D.S.i.F. −Dal Segno− in Future

 特に目立った新規コンテンツもないベーシックなFDなので、お値段考えるとコスパ的には微妙かな、とは思ったのですが、やはり魔王の娘様の可愛さを堪能したい気持ちには逆らえずにサクッと購入。

シナリオ(17/30)

 奇跡の先に紡ぐ道。

★あらすじ・概要

 この作品は、2016年4月に発売されたD.S.−Dal Segno−のFDになります。
 特に目立った追加コンテンツはなく、本編では辛い現実から目を背けて楽園の優しさに包まれていたヒロイン達が、主人公の介添えを得て現実に向き合う強さを手にするまでの過程がメインでしたが、ここではその先、具体的にどう現実の中に自信の理想を落とし込んでいくかの一歩目を綴っています。

★テキスト

 本編と同じく、それぞれの文体の癖は生かしつつ、全体として神秘的・抒情的な雰囲気を醸し出す語り口であり、相変わらずひまりとの掛け合いはなにかずれてる気もしなくはないんですが(笑)、まあ概ね問題なくスラスラ読める、プレーンな仕上がりになっていると思います。

★ルート構成

 大枠の物語は、本編から約一年後の冬を舞台にスタートします。
 ある程度寮のみんなとわいわい楽しむ集合イベントが最序盤にいくつか用意されていて、その中で実は誰と恋人になっているんだ、と吐露する事で、大枠の流れの中に個別イベントが挿入されていく、という、少し変わったつくりで序盤は進んでいきます。
 とはいえ選択肢的には一切難しいところはなく、その後の物語を見たいヒロインから選んでいけばいいだけです。

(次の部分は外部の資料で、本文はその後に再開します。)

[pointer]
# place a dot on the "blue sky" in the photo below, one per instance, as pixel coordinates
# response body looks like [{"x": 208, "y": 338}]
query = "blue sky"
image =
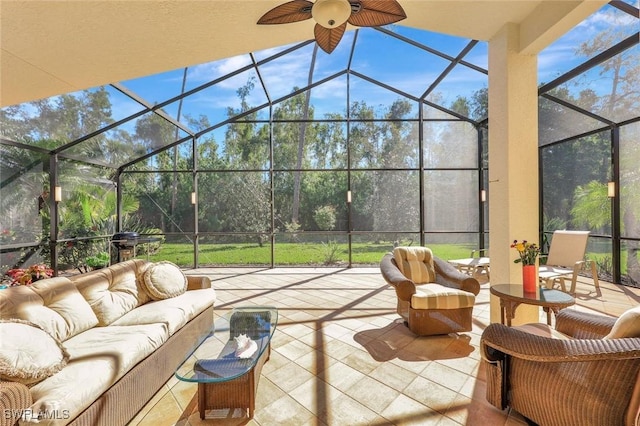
[{"x": 377, "y": 55}]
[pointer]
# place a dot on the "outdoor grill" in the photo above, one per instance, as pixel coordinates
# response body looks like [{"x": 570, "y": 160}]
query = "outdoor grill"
[{"x": 125, "y": 243}]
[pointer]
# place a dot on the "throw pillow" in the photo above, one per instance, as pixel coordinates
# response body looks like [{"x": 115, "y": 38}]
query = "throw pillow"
[
  {"x": 416, "y": 263},
  {"x": 627, "y": 325},
  {"x": 163, "y": 280},
  {"x": 28, "y": 353}
]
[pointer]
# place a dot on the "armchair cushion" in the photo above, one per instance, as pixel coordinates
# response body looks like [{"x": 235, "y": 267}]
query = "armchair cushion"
[
  {"x": 627, "y": 325},
  {"x": 415, "y": 263},
  {"x": 436, "y": 296}
]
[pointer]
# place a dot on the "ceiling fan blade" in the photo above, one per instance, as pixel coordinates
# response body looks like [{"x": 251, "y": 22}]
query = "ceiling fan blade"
[
  {"x": 375, "y": 13},
  {"x": 328, "y": 38},
  {"x": 292, "y": 11}
]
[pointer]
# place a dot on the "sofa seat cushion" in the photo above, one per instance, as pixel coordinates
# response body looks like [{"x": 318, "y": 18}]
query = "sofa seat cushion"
[
  {"x": 55, "y": 304},
  {"x": 436, "y": 296},
  {"x": 415, "y": 263},
  {"x": 28, "y": 354},
  {"x": 113, "y": 291},
  {"x": 98, "y": 358},
  {"x": 174, "y": 312}
]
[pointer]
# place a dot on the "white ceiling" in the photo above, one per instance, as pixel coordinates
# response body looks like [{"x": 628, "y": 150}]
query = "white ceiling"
[{"x": 54, "y": 47}]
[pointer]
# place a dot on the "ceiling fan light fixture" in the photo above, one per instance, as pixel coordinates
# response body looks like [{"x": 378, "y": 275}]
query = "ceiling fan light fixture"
[{"x": 331, "y": 13}]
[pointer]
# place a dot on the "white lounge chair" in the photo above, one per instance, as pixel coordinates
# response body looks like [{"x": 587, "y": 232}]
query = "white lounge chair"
[{"x": 566, "y": 258}]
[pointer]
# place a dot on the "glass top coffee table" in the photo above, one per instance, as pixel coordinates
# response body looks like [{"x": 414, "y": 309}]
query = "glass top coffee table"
[
  {"x": 512, "y": 295},
  {"x": 226, "y": 364}
]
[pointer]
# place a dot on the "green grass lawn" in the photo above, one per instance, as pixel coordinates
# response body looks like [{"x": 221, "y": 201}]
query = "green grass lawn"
[{"x": 292, "y": 254}]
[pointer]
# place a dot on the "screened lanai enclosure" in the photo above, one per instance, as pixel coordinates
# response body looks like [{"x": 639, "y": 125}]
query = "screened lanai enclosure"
[{"x": 294, "y": 157}]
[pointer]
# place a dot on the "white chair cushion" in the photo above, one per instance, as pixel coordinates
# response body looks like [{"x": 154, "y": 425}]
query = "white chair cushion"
[
  {"x": 436, "y": 296},
  {"x": 415, "y": 263}
]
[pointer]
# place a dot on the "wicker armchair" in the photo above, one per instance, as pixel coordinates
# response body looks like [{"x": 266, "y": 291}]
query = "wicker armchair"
[
  {"x": 441, "y": 304},
  {"x": 577, "y": 374}
]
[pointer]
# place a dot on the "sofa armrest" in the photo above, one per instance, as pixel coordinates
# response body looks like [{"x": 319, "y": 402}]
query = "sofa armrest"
[
  {"x": 15, "y": 398},
  {"x": 583, "y": 325},
  {"x": 197, "y": 282},
  {"x": 523, "y": 345},
  {"x": 449, "y": 276},
  {"x": 405, "y": 288}
]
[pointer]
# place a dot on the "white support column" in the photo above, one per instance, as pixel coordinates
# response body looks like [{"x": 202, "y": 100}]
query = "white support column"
[{"x": 513, "y": 160}]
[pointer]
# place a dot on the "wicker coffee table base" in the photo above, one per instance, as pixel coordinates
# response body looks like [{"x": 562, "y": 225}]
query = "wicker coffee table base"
[{"x": 237, "y": 393}]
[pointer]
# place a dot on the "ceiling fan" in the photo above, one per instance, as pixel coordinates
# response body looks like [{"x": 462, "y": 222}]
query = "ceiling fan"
[{"x": 331, "y": 16}]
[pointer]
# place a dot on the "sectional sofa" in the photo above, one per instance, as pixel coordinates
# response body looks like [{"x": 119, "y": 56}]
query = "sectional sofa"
[{"x": 93, "y": 349}]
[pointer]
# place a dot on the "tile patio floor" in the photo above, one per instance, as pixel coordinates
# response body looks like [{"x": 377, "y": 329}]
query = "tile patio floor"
[{"x": 341, "y": 356}]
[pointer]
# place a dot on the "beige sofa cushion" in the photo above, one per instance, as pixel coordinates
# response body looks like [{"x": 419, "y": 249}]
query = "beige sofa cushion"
[
  {"x": 28, "y": 354},
  {"x": 113, "y": 291},
  {"x": 174, "y": 312},
  {"x": 55, "y": 304},
  {"x": 164, "y": 280},
  {"x": 627, "y": 325},
  {"x": 415, "y": 263},
  {"x": 98, "y": 358}
]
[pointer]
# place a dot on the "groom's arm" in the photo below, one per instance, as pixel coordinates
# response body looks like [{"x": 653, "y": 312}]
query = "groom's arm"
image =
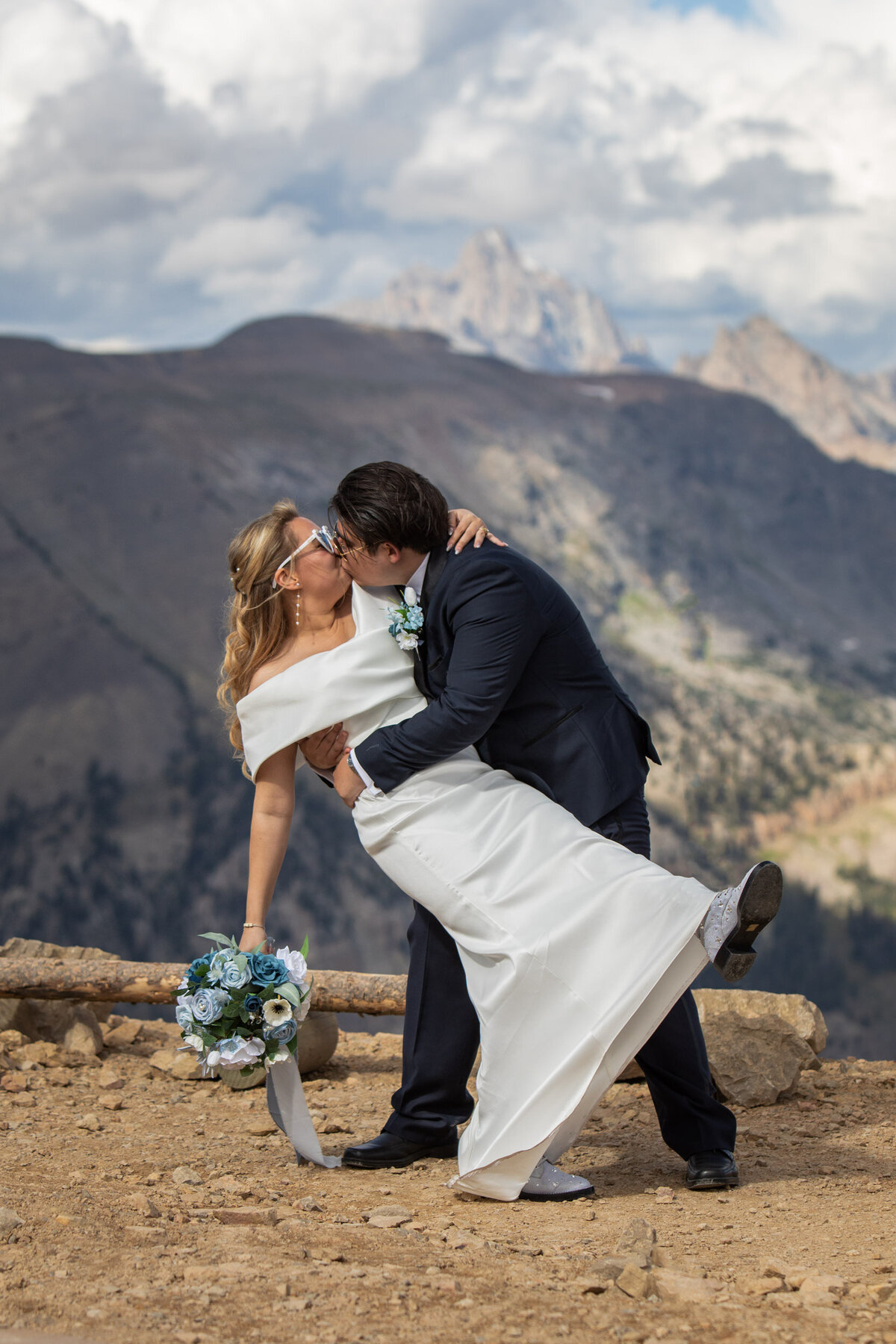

 その共通的展開の合間でも多少イチャラブ展開は挿入され、その上で更にその後に、固有ヒロインとのシナリオが展開されていくことになります。
 そこでも基本選択肢はなく一本道なのですが、地味に遥月ルートだけ謎のクイズ大会にガチで参加させられるので、そこだけ注意が必要です。クイズでズタボロだったらどうなるかは試してないですが、当該箇所手前でセーブを残しておく方が無難でしょう。

★シナリオ

 基本的には、ヒロイン達が自分の殻に籠っている中で、徐々に現実との折り合いがつかなくなってより悲劇的な方向に転がっていきかねないのを、奇跡の力を借りて押し留めた、というのが本編の大半の要素を占めていた中で、そこで紡ぎ切れなかっだ部分を改めて補完する、という内容であるのは間違いないですね。

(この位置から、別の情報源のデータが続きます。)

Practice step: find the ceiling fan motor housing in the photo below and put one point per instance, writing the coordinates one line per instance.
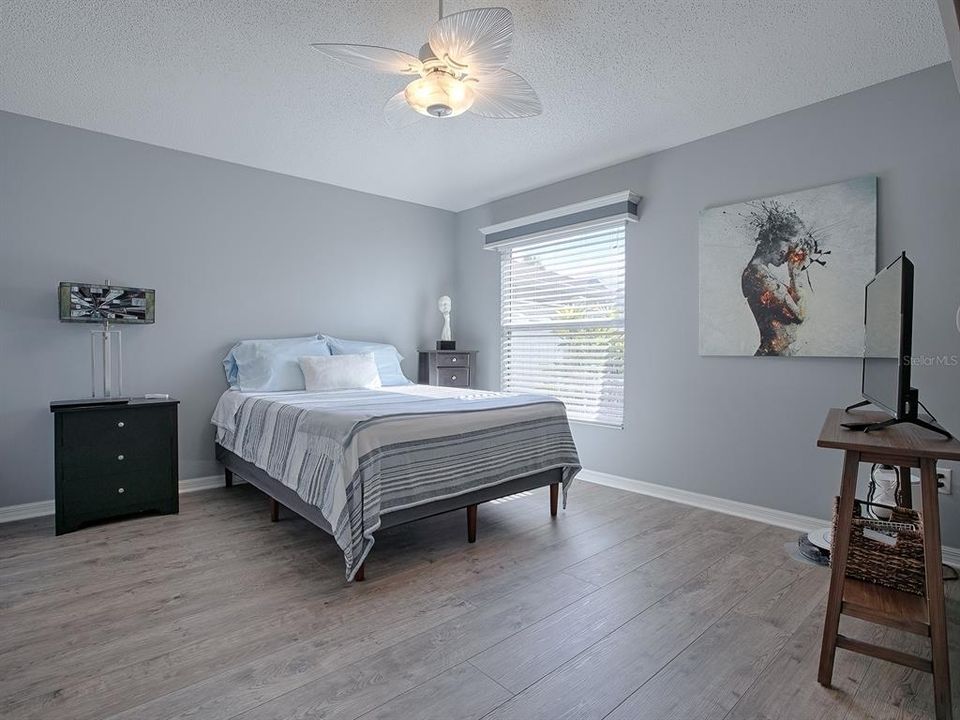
(440, 110)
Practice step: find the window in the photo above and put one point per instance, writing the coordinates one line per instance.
(562, 319)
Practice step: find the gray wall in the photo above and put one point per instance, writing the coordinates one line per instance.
(745, 428)
(233, 253)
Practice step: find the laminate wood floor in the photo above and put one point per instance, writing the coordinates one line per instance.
(623, 607)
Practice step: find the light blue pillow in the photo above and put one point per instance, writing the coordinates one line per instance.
(387, 357)
(270, 365)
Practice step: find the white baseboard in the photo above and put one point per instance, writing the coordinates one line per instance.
(792, 521)
(26, 511)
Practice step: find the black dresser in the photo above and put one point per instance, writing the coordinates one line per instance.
(113, 460)
(447, 368)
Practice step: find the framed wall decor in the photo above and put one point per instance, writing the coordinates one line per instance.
(785, 275)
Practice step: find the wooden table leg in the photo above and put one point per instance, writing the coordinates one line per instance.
(471, 523)
(936, 604)
(839, 545)
(906, 488)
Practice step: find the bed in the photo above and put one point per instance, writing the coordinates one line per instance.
(354, 461)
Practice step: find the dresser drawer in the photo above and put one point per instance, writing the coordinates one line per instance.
(453, 360)
(112, 494)
(453, 377)
(116, 441)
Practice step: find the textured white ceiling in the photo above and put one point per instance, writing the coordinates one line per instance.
(237, 80)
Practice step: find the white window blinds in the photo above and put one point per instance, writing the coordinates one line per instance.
(562, 320)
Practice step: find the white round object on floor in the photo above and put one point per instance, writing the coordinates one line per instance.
(820, 538)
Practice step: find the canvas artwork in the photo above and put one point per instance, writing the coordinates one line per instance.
(785, 275)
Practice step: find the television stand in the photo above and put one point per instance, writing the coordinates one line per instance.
(867, 427)
(911, 418)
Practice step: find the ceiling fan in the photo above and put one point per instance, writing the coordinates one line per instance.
(459, 69)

 今更に本編感想読み返すと、まあこれだけファジーな作品によく頑張って考察しようとしてるなぁと自分を誉めてあげたくなりますが(笑)、どうあれ自然科学的な側面からのフォローは今回も薄く、またヒロイン達の立ち位置的にも中々に都合のいい展開にはなっていました。
 こういう後日談共通、的な構成は中々斬新ではありますけど、一応これ、主人公が介在しないとそれぞれのヒロインが抱える葛藤は解決しない構成ではある筈で、本編依愛の外的要因性などを鑑みても、この時期にみんなが健やかに和気藹々としていられる、というのは、やはり構造的にクラウド的ななにか、クローバーのネックレスを通じて波及する心性の変化、というものを前提にしないと成り立たんなと。

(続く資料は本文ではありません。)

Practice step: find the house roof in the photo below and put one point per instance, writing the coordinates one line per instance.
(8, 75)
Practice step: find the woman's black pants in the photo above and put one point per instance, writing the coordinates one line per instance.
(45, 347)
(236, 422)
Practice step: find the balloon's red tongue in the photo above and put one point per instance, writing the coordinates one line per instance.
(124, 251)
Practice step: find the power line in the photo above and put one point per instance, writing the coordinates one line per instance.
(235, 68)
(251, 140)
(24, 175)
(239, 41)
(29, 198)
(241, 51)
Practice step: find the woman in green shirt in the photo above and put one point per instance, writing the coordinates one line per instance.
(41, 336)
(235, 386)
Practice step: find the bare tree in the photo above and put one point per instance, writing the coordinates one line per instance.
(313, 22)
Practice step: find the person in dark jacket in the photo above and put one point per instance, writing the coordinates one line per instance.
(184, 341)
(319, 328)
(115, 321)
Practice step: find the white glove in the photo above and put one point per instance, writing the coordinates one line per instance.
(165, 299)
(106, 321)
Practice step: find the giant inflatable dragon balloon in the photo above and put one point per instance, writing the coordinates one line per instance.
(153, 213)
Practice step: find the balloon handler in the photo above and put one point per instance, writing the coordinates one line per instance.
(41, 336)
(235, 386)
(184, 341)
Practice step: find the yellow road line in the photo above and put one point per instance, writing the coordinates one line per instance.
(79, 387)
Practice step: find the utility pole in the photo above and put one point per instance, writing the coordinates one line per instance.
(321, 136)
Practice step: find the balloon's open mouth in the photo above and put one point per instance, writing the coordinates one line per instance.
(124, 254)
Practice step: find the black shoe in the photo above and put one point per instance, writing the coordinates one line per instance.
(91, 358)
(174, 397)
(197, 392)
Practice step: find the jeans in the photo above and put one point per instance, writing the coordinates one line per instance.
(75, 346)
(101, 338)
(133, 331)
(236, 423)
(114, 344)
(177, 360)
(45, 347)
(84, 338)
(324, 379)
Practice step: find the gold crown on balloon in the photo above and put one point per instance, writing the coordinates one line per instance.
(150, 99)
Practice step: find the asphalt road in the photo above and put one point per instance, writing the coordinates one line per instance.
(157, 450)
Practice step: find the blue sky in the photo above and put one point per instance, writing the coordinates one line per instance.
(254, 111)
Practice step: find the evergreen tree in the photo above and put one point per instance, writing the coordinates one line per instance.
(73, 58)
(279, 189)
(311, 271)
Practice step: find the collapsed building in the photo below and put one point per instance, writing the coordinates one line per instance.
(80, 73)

 その土台が脆すぎる、って話も本編感想でしましたけど、今回もそのあたりの仕組みに対する説得的かつ積極的なフォローは特になく、しかも屋上屋を重ねる形でそこにもうひとつ優しい奇跡を投影してしまっているのはいかにもだなぁ、と苦笑いさせられました。
 まあ少なくとも感情的には、主人公が手を差し伸べなければ永遠に救われない、という悲嘆はそれはそれで嫌なので、いかにご都合的で説得性がなかろうと、ちゃんとみんな幸せに向かって歩み始めているんですよ、という空気感を強引にでもねじこんでくるのはひとつのやり方ではある、とは思いますけどね。

 ともあれ、その後日談共通のクリパや旅行イベントの中に、ちょくちょく恋愛対象ヒロインとのイチャラブは挟みつつ、それを情緒面での足掛かりに個別に入っていく流れは悪くないと思います。
 ただアレですよ、この旅行終わりが年末で、そこから個別に繋いでいくのに、なぜか一部ヒロインルートは時間が巻き戻ってスタートするという。。。この辺の整合性の甘さも相変わらずなんですよね、まぁ一種の回想的な観念で汲み取ればそれでいい、という部分もありますけれど。
 まあぶっちゃけ依愛シナリオなんですけどね、これ本編も地味に外的要因乱発する癌だったしなんだかなぁ。

 或いはその辺、更に時間が過ぎての夏スタート、という解釈も不可能ではないのですけど、今回のテーマと時系列的にそれは難しいところだと思うんですよね。
 基本的なテーマとしては、本編で現実に向き合う足掛かりは出来た、じゃあその上で、しっかりそれを克服して自分らしい道を切り開く端緒を紡ごう、というところになるわけで、それは主人公ヒロイン達の学年的な部分でもうっすら示唆されるところだと思うんです。

 要は学生生活もあと残り僅か、と終わりが見えてきて、いつまでも楽園に安座してはいられないという面の現実もひたひたと足音を立てて迫ってくる中で、過去と折り合いをつけつつ、未来に自分が為したい事を見出すタイミングとしては必然性があるわけで。
 まあこの学園が何年制だ、と明示されてるわけでもないですが、普通に考えて更に一年後だと、もうその先の進路に迷ってる場合じゃないから!既に路頭に迷ってますからっ!残念っ!(👈げに古い。。。)ってなるし、その辺でも扱いに困る部分だなと。
 その意味で、乃絵里だけは当人は少なくともその問題にまだ直面する必要がないし、それ故にああいう家族的な部分を色濃く打ち出した方向性に特化している、とも見做せますね。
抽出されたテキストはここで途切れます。